Keine Frage, da wurde einer vom Leben gekränkt. Es ist schon gemein genug, wegen ein paar Telefonaten während der Dienstzeit fristlos entlassen zu werden. Noch schlimmer ist es, wenn alle Bobo-Bekannten ihren leistungslosen Wohlstand genießen, während der Gekränkte nicht einmal als Regalbetreuer beim Billa reüssiert, obwohl er als „attraktives, intellektuelles Drecksvieh mit ein paar wundervollen sexuellen Qualitäten“ Besseres verdiente.
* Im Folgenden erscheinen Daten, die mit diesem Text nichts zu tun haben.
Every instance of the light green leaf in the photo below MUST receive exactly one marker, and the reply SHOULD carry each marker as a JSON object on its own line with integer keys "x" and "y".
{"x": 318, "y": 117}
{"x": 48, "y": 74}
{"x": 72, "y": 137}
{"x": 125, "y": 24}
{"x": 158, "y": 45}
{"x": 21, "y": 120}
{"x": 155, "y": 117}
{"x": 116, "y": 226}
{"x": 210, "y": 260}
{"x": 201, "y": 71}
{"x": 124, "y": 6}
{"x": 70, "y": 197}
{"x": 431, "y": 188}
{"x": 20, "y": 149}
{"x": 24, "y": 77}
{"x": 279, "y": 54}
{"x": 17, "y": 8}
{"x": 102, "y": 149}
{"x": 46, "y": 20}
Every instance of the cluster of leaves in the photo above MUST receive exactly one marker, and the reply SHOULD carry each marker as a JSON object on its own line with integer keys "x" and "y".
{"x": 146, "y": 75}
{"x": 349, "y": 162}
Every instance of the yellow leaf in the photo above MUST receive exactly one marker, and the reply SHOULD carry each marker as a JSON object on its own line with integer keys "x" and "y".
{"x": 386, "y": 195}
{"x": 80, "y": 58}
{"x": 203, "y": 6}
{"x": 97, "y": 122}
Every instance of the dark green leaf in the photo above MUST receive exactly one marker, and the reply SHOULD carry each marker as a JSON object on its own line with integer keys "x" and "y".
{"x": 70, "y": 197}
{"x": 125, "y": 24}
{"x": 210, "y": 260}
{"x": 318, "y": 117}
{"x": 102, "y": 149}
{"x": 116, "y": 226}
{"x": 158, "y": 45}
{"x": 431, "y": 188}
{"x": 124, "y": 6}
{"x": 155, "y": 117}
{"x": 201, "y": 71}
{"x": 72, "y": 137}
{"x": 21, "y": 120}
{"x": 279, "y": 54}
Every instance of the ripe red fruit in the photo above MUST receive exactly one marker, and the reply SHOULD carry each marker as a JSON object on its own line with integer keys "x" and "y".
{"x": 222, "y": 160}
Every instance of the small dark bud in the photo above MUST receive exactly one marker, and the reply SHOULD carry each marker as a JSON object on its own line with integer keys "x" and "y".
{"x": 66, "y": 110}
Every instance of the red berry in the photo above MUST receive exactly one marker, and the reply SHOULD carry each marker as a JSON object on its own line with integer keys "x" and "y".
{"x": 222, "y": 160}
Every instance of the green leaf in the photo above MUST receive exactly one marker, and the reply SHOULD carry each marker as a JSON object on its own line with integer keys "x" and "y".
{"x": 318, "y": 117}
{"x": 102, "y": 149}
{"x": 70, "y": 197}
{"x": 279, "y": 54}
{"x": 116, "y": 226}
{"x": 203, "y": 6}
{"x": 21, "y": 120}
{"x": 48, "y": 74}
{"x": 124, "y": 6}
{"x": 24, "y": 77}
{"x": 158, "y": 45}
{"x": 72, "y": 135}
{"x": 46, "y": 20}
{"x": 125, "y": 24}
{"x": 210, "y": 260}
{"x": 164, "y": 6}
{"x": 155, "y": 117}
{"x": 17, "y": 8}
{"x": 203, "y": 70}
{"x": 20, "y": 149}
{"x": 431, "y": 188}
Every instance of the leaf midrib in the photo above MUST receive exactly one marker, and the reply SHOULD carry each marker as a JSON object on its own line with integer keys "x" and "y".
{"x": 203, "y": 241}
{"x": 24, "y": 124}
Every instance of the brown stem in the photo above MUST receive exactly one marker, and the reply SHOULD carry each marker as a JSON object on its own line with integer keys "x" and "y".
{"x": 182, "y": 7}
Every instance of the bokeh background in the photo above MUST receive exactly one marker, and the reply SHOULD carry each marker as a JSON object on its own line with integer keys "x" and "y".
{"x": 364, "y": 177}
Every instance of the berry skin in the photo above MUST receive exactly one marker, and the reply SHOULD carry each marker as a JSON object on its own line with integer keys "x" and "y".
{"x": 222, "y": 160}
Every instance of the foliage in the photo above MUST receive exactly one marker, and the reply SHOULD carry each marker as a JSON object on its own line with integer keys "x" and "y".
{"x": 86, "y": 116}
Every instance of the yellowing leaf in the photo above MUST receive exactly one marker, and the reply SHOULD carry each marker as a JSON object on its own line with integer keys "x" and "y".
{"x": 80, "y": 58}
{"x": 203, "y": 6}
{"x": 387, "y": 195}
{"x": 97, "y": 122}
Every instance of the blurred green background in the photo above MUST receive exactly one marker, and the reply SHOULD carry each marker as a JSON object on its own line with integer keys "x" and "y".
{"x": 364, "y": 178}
Weil auch bald die Wohnung perdu ist, versucht der Geschasste, sich auf den teuren Couches und verkoksten Partys der „wohlstandsbehinderten“ Peergroup schadlos zu halten. Der Sohn aus kleinen Verhältnissen nimmt von den Armen im Geiste und gibt es den Geistreichen. Nach Masterplan wanzt er sich etwa an das Lulu heran, „das einen Erwachsenen anrufen möchte, wenn ihm die Nudeln anbrennen“. Sehr beliebt hat er sich bei den ich-schwachen Erben, übermotivierten Eltern und verblasenen Pseudokünstlern nie gemacht, darum muss er eine haarsträubende Mafia-Verwicklung konstruieren, die als Nebenhandlung allmählich Eigendynamik entwickelt.
Der Parasit schätzt seine Wirte nicht. „Man hält aus Prinzip, weil Mami und Papi einem das eingetrichtert haben, den Neoliberalismus für das Größte, ohne auch nur einen Tag im Leben einem Broterwerb nachgegangen zu sein.“ Er hat einen scharfen Blick für die Defizite der Aufbrauchgeneration. Mit jedem Promille steigen seine telepathischen Kräfte: Gesagtes und Gehörtes sind ihm eins – mangels Anführungszeichen auch der Leserin, die sich deswegen konzentrieren muss.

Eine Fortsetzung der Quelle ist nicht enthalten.